Wayne’s Birthday in Ubud

After a not-so-brief hiatus, we’re back! The trip was incredible, and the figurative cake was iced by a visit from Jack and Grace and a few more days of toodling around Thailand before coming back to work. Which is where I sit now, first day back, after receiving a bit of strife from some administrators about taking the time off to travel (which, mind you, we’d been told months before that we could take). And of course for the past hour Wayne and I have been the only ones here.

No worries though… I just consider it to be more blogging time, of which I’m in desperate need right now! Alright. We arrived in Ubud just in time to celebrate Wayne’s birthday in the third fun-and-exotic place in as many years (two years ago found us in Hangzhou; last year in Bangkok).

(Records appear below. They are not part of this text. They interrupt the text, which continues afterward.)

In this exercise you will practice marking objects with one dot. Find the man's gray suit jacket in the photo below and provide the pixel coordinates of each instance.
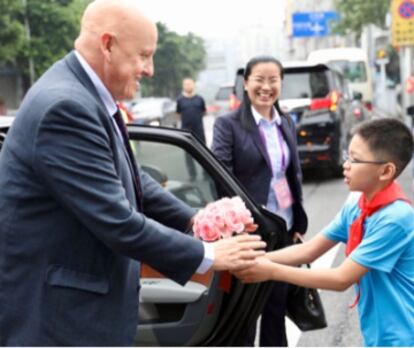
(70, 234)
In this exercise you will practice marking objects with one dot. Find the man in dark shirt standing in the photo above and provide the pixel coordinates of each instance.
(191, 108)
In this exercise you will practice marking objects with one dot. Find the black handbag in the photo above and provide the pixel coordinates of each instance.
(304, 308)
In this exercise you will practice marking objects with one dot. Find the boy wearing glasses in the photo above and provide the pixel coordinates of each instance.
(378, 230)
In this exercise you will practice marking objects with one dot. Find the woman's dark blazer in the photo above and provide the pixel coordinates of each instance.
(244, 154)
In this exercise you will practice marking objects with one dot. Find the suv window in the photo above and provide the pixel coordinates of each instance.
(353, 71)
(305, 84)
(224, 93)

Since it was our first full-day in town we thought we’d just do some wandering in the morning to see what we might find.

sneak peak at the sacred monkey forest (which will only appear next post). get excited!

"creation of adam." same same... but different?

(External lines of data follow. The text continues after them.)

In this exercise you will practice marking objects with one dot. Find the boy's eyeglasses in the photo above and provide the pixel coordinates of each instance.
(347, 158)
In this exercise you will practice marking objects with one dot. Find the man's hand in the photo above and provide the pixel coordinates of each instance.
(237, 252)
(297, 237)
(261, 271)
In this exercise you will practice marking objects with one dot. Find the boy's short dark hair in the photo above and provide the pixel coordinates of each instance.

he has a broken-off motorbike mirror. so funny. "shhhh! i think she's onto us!"

more rice paddies

in ubud there is beauty everywhere.

every morning you'd see women going around and placing these square bundles of flowers and incense on the street, on cars... pretty much everywhere.

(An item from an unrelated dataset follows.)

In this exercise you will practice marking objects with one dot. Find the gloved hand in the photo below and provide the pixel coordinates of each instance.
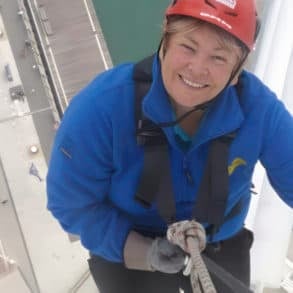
(143, 253)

wandered into another gorgeous homestay and couldn't help snapping a few shots in their garden as well.

we were really excited to see an announcement for the bali spirit festival in the airasia magazine on the plane, stating that we were coincidentally going to be in ubud at just the time of the festival! when we finally found someone in town who knew about it (a harder feat than you might imagine) we knew we had to go. rented a motorbike and were on our way… only to find out that entrance was over $100– and the day-time portion was full anyway. too bad…


i want to paint this?

shame... never actually ate here.

from the motorbike.

After our morning of walking and riding around we headed back to the guesthouse to chill out for a little bit. Wayne had seen something about the Elephant Cave UNESCO World Heritage Site nearby, and since we had the bike we thought we might as well check it out. The directions we got were pretty straightforward (“Turn left, go straight, go straight, keep going straight and you’ll see it.”) but after a lot of straight-going we did not see it. Let it be known that the Balinese name is Goa Gajah, and that’s the only name you’ll see on the signs in the vicinity, should you also make the trek. It was definitely a cool place, though I must admit I didn’t walk away with a lot of knowledge pertaining to it (but maybe Wiki can help you out).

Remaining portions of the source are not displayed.